Basically, an uncontested divorce is whereby both parties have agreed to cooperate and have come with a resolution about the divorce proceedings and other underlying issues. In California, the divorce process consists of three steps. Before a divorce can be finalized, there’s a compulsory ‘cooling’ period of six months that is implemented. The six month period starts from the time the initial petition to divorce is filed.
Here’s a California uncontested divorce process guide:
The first stage of the divorce will see you preparing and filing a divorce petition. You’ll be required by the county court to begin by filing a petition for marriage dissolution, summons, and other related judicial council and local forms. In California law courts, the Form FL-100, Petition is the one that jumps starts the uncontested divorce process. Before filing Form FL-100, one or both of the parties must have been a legal California resident for the past six months or more. And when filing Form FL-100, you must present Summons FL-110.
You’ll also be required to disclose your personal information and that of your partner, which includes things like:
- Duration of marriage
- When you got married
- Where you live
- Identifying the children
It’s integral that these concerns be addressed properly and with some level of finesse. You can only demand what you request in the initial filing and pleading. The separation will be considered uncontested if both spouses want a divorce and have come to an agreement on terms like child custody and or support and property allocation.
Serve Your Spouse
Once you’ve filed and submitted the appropriate forms to the county office, the next stage is serving your spouse the divorce papers.
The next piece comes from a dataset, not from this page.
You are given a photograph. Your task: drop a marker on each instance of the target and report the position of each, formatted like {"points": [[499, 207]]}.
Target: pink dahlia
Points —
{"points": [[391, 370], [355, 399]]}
Note that you can’t do this personally. Somebody over 18 years old has to deliver the petition and FL-115 Proof of Service of Summons, which lets the court know the spouse has been notified. Once you get served, the respondent has a 30-day gap between filing a response or risking the case being considered ‘default.’
As per California laws, both parties are required to exchange all their financial information, including community and separate property. This step involves both parties filling out a declaration of disclosure where they will disclose all their assets, expenses, income, and debts. Everything will be disclosed. That includes presenting supporting information such as credit card and bank statements, loan documents, tax returns, and title documents.
The Marital Settlement Agreement Stage
This is the last stage. It’s a contractual agreement between the spouses detailing how their debt and property will be sub-divided, child visitation and custody rights and whether child support or alimony will be paid. (Download our Marital Settlement Agreement template.) It’s submitted in the court of law as a final judgment. Upon approval by the court, it will be filed. Wait for the six-month waiting duration to pass.
Marriage is a legally binding action and should be treated similarly when it comes to ending it. If your differences are truly irreconcilable, then you shouldn’t feel obligated to stay in an unhappy marriage. There’s always an option for you. You can get your California divorce process uncontested case underway and move on with your life.